Matrix P was defined in such a way, that it is actually a Markov matrix, and you can see that it has an eigenvalue 1. The equation X_m=PX_{m-1} can be rewritten as PX_{m-1}=1\times X_m. Predicting probabilities in X_m when m is large you can actually look for an eigenvector corresponding to the eigenvalue 1, because then you will get PX = X.
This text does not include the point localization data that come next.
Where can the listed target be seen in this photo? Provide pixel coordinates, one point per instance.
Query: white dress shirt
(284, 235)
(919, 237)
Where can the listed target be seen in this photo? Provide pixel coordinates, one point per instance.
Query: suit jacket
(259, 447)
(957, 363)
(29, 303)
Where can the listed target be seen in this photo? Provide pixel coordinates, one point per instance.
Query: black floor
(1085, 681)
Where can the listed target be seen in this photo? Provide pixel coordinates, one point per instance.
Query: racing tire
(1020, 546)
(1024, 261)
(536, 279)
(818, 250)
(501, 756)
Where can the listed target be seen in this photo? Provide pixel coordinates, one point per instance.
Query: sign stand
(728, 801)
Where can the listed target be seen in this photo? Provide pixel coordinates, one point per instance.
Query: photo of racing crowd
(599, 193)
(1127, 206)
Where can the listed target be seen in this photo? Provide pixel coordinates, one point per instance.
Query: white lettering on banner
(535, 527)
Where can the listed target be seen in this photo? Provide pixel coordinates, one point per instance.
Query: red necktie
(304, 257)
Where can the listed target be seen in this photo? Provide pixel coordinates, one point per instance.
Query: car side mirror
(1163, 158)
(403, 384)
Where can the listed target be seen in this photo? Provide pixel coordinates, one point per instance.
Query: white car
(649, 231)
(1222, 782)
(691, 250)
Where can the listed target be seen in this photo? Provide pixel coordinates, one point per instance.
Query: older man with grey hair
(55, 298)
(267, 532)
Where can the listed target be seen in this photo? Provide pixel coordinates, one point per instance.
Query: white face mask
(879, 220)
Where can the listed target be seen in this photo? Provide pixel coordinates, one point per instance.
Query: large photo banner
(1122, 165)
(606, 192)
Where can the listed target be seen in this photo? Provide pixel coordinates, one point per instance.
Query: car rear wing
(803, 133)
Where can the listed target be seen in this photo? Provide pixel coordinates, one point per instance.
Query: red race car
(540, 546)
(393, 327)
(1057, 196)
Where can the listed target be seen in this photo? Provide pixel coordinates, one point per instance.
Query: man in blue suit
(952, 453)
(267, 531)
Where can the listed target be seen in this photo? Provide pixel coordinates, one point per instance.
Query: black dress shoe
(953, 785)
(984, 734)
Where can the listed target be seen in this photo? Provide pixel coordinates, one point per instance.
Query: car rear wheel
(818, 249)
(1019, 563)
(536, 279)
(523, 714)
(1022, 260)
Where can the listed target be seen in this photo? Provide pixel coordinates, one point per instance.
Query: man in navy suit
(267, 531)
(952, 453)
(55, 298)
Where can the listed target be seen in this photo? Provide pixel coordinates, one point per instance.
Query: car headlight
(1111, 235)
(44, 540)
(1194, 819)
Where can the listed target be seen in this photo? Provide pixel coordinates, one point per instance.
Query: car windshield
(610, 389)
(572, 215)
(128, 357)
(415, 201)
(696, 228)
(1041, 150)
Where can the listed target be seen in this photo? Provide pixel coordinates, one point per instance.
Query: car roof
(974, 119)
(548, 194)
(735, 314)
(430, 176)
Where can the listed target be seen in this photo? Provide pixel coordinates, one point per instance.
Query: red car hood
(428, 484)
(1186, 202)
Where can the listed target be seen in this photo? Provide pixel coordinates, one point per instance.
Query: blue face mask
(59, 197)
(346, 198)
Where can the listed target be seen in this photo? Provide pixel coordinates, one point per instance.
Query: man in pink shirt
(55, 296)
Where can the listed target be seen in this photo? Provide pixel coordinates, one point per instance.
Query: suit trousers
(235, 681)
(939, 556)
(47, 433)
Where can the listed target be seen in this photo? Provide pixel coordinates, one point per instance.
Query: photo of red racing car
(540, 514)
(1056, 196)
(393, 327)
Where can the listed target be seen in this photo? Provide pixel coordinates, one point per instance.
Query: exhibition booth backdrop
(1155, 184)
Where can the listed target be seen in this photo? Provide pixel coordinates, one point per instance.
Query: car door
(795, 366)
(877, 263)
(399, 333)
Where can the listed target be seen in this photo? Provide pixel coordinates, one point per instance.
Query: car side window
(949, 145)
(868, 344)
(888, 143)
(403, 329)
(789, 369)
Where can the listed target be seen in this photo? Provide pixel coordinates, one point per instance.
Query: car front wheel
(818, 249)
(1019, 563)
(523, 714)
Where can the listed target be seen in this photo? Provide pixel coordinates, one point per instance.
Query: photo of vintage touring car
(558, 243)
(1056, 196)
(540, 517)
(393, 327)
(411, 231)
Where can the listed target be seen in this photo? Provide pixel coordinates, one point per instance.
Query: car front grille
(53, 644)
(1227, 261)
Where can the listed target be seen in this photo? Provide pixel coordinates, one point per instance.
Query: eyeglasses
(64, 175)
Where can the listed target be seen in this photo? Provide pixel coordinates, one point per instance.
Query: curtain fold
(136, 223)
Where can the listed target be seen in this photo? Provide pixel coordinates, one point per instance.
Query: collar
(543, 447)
When I give the matrix P different random probabilities that equal one along the columns, the test in Exercise 4 passes.

Original eigenvector corresponding to the eigenvalue 1:
[-0.38756469+0.j -0.5087927 +0.j -0.42633941+0.j -0.44387926+0.j
 -0.4605752 +0.j]
Result of multiplication:[-0.38756469+0.j -0.5087927 +0.j -0.42633941+0.j -0.44387926+0.j
 -0.4605752 +0.j]
Check that PX=X element by element:[ True  True  True  True  True]

When I use the matrix P with 0.25 probability for all pages, I get this failed output:

Original eigenvector corresponding to the eigenvalue 1:
[-0.89442719  0.2236068   0.2236068   0.2236068   0.2236068 ]
Result of multiplication:[ 0.2236068 -0.0559017 -0.0559017 -0.0559017 -0.0559017]
Check that PX=X element by element:[False False False False False]

Why?

Thanks for posting the example.

I’m not a subject matter expert on this topic, so I prefer to wait and hope that someone with higher skills will reply.